Mon 13 Jan 2014

Are your contracts as confidential as you think?

Many contracts contain a confidentiality clause - by which I mean a provision which prevents the parties to the contract from publicising, or otherwise disclosing to others, certain information. This often applies to the existence of the contract and any of its content, but might also extend to other information (e.g. technical data) that has been given to parties only as a result of the contract negotiations. Usually such prohibitions are not absolute, as they tend to have exceptions for disclosure under a legal obligation e.g. information required by HM Revenue & Customs or Stock Exchange disclosure rules or need to know information for other involved professional advisers.

However there is another exception (which is rarely mentioned in contracts) that applies if one of the parties to the contract is a public body e.g. a local authority - and that is disclosure under Freedom of Information ("FoI") legislation.

Freedom of Information disclosure obligations on public bodies

Even if a document contains a confidentiality clause, if one of the parties to it is a public body, that party might be required to disclose certain information to someone applying to it under FoI law.

Slightly different legislation applies to Scotland and England.
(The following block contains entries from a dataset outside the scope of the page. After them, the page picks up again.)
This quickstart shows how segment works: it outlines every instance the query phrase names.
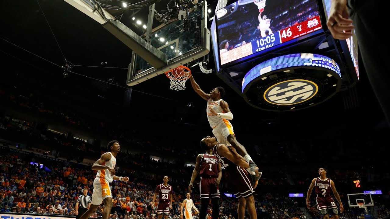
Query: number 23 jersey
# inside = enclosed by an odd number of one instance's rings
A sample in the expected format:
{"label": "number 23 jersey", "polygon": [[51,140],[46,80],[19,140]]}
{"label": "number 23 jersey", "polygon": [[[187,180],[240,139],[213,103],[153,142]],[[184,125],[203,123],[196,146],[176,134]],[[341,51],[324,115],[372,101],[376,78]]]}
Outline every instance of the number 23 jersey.
{"label": "number 23 jersey", "polygon": [[169,194],[172,194],[172,187],[168,184],[165,186],[162,184],[157,186],[154,192],[158,193],[158,199],[160,201],[169,201]]}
For Scotland, the main statute is the Freedom of Information (Scotland) Act 2002 which covers public bodies over which the Scottish Parliament has jurisdiction. England is subject to the Freedom of Information Act 2000. For the purposes of the impact of a confidentiality obligation under a contract, the differences are not important.

Essentially, FoI law obliges public bodies to disclose information "obtained" by them - this wording being very important - subject to a number of exemptions.

A confidentiality clause might protect you against information you give to a public body (e.g. information about your organisation or its products or procedures, including technical and pricing information) as part of a pre-contract discussion or a tender process, provided that your confidentiality clause extends to such pre-contract or tender provision of information. The protection might also extend to any of the content of any concluded contract that is sensitive commercial information.

However, a confidentiality clause won't protect you against disclosure of the existence of the contract or any of the content of it that cannot be claimed to constitute such sensitive commercial information - the reason being that the contract is not "information obtained" by the public body, but rather something that has occurred as a result of a negotiation.

What can't be disclosed by the public bodies?

Both regimes exempt certain information from the disclosure obligation, including:-

  • personal data on any person
  • information that would be protected by legal professional privilege
  • information that was obtained by the public body but subject to an obligation of confidentiality, where disclosure of it would allow the other party to sue the public body and
  • trade secrets or information the disclosure of which would (or would be likely to) prejudice substantially the commercial interests of any person - unless disclosure is in the public interest.

The last category of exemption, ie trade secrets or the protection of commercial interests, might allow someone contracting with a public body to prevent that public body from disclosing in response to a FoI request, in circumstances where the confidentiality clause doesn't protect the information because it is not classed as "information obtained by" the public body.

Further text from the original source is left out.